How does Witzel get a chronological order so completely different from our own (which is VI, III, VII, IV, II, V, VIII)?.. The answer is very simple: although Witzel postulates the establishment of a chronological grid “on the strength of a few pedigrees of chiefs and poets available from the hymns,” he does not establish any such grid.

Sergent’s last thrust represents the unkindest cut in this whole smear campaign. It is not we who have avoided debate. It is these Western scholars who have chosen to conduct a spit-and-run campaign from a safe distance, while restricting their criticism of our theory (elaborated by us in our earlier book) to name-calling and label-sticking rather than to demolition of our arguments.

A true scholarship would examine, and then either accept or reject, with good reason, any new theory which challenges a generally accepted theory admitted to be full of sharp anomalies.

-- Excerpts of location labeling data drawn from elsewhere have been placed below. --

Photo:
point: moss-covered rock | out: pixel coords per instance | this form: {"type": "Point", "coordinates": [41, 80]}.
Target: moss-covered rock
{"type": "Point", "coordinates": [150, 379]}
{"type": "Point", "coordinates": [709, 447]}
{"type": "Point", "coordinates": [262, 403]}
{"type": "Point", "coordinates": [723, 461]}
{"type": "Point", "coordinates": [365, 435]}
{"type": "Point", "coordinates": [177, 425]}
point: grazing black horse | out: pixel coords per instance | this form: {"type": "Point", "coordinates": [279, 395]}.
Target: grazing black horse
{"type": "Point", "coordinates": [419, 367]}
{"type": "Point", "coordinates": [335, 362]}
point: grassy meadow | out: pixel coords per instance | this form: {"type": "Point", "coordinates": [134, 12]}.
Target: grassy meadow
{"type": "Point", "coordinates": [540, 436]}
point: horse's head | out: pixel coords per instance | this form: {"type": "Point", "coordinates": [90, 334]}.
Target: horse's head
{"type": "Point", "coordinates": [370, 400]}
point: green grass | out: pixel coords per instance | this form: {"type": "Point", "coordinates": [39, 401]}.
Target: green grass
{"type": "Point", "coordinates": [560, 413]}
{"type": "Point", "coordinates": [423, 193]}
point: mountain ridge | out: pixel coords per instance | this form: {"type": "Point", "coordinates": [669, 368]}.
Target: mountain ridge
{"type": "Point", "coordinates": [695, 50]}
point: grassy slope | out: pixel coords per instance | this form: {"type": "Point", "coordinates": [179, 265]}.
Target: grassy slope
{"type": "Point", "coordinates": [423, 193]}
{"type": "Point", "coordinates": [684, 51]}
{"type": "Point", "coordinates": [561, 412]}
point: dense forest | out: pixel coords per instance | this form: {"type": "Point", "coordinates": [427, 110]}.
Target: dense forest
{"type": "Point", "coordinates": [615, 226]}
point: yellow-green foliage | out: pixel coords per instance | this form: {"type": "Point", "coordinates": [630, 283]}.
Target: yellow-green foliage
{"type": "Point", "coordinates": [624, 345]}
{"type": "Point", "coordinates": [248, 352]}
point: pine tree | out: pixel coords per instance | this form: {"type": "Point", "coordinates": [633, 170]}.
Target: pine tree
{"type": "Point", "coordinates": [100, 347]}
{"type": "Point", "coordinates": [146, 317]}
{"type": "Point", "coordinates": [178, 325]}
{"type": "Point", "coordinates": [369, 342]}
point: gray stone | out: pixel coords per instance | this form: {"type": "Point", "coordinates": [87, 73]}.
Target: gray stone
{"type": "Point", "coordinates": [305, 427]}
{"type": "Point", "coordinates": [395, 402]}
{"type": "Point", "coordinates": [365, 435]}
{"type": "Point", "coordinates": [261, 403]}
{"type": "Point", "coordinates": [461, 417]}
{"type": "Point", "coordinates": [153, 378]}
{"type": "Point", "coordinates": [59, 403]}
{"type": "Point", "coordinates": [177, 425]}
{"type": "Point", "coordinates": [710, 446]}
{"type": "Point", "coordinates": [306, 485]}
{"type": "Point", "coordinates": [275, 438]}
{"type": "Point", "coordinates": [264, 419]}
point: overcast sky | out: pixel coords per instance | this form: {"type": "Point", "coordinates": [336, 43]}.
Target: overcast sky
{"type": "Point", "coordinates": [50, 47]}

However, this has not been the attitude of world scholarship towards our earlier book. The general attitude has been as follows: there is a school of crank scholarship in India which is out to prove, by hook or by crook, that India was the original homeland of the Indo-European family of languages; and the writers of this school deserve to be firmly put in their place. And the best method of doing this is by tarring all scholars who support, or even appear to support, an Indian homeland theory, with one brush; and then pointing out particularly untenable propositions made by one or the other of the scholars so branded together, to prove that all the scholars so named belong to one single school of irrational scholarship.